I risultati ottenuti

Lo studio ha incluso un campione di 21.294 osservazioni di persona-anno, derivato da 11.517 anziani residenti nella comunità negli Stati Uniti. In totale, il 57% dei partecipanti erano donne, il 43% uomini. Il 58,2% aveva un’età compresa tra i 65 e i 74 anni. Circa il 15% era socialmente isolato, il 23% era solo, e il 12% è stato classificato con in corso una sintomatologia depressiva.
Dai risultati è emerso che gli adulti anziani con punteggio di isolamento sociale pari o superiori a 3 tendevano anche ad avere punteggi più alti di solitudine e di sintomi depressivi; erano più spesso donne, fumatori e non fisicamente attivi; avevano più difficoltà con le attività, strumentali e no, della vita quotidiana e almeno due malattie croniche; inoltre riferivano più frequentemente di aver ricevuto una diagnosi di demenza.
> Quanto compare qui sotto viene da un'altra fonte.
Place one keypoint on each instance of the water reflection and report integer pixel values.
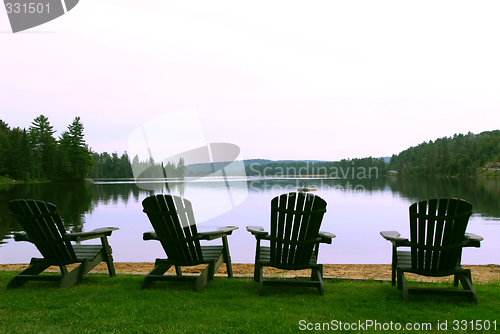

Da un’analisi dei dati raccolti è emerso che i punteggi di isolamento sociale più alti sono risultati significativamente associati a un aumento delle probabilità di ricovero in case di cura sia per gli uomini sia per le donne, mentre l’associazione tra isolamento sociale e ospedalizzazione non è risultata statisticamente significativa né per il sesso maschile né per quello femminile.

 

Limiti dello studio

Questo studio presenta alcuni limiti: i dati raccolti sono osservazionali, per cui è difficile trarre delle conclusioni causali (causa-effetto), ad esempio l’isolamento sociale potrebbe essere più comune negli anziani che hanno uno stato avanzato di malattia e potrebbe essere proprio questo piuttosto che l’isolamento sociale ad essere associato all’uso maggiore dei servizi di cura. Tuttavia, nell’English Longitudinal Study of Aging sono stati condotti lavori precedenti che hanno prodotto risultati simili, pur avendo escluso i partecipanti che avevano uno stadio avanzato di malattia. Inoltre, nei data set non erano inclusi fattori che potrebbero essere associati direttamente all’accesso alle cure (ad esempio vicinanza o presenza di mezzi di trasporto diretti verso le sedi cliniche e atteggiamenti riguardanti il ricorso alle delle cure mediche).
Infine, la misura di isolamento sociale utilizzata in questo studio è stata adattata da un insieme di ricerche che utilizzano l’English Longitudinal Study of Aging e da un’indagine correlata all’HRS. Anche se esistono misure validate di isolamento sociale, è necessario un testing psicometrico per convalidare la presente misura per l’HRS.

 

Quale la novità e le prospettive

Questo è il primo studio che si è posto l’obiettivo di indagare l’associazione tra isolamento sociale e ricovero in casa di cura in un campione longitudinale rappresentativo a livello nazionale di adulti di età pari o superiore a 65 anni negli Stati Uniti. Fornisce risultati interessanti, utili per sollecitare la pianificazione da parte delle autorità sanitarie pubbliche e dei sistemi sanitari di interventi utili a ridurre l’isolamento sociale. Come proposta per il futuro, sarebbe utile ricorrere a misure dell’ isolamento sociale oggettive per identificare gli anziani (over 65 anni) che sono a maggior rischio di ingresso in case di cura.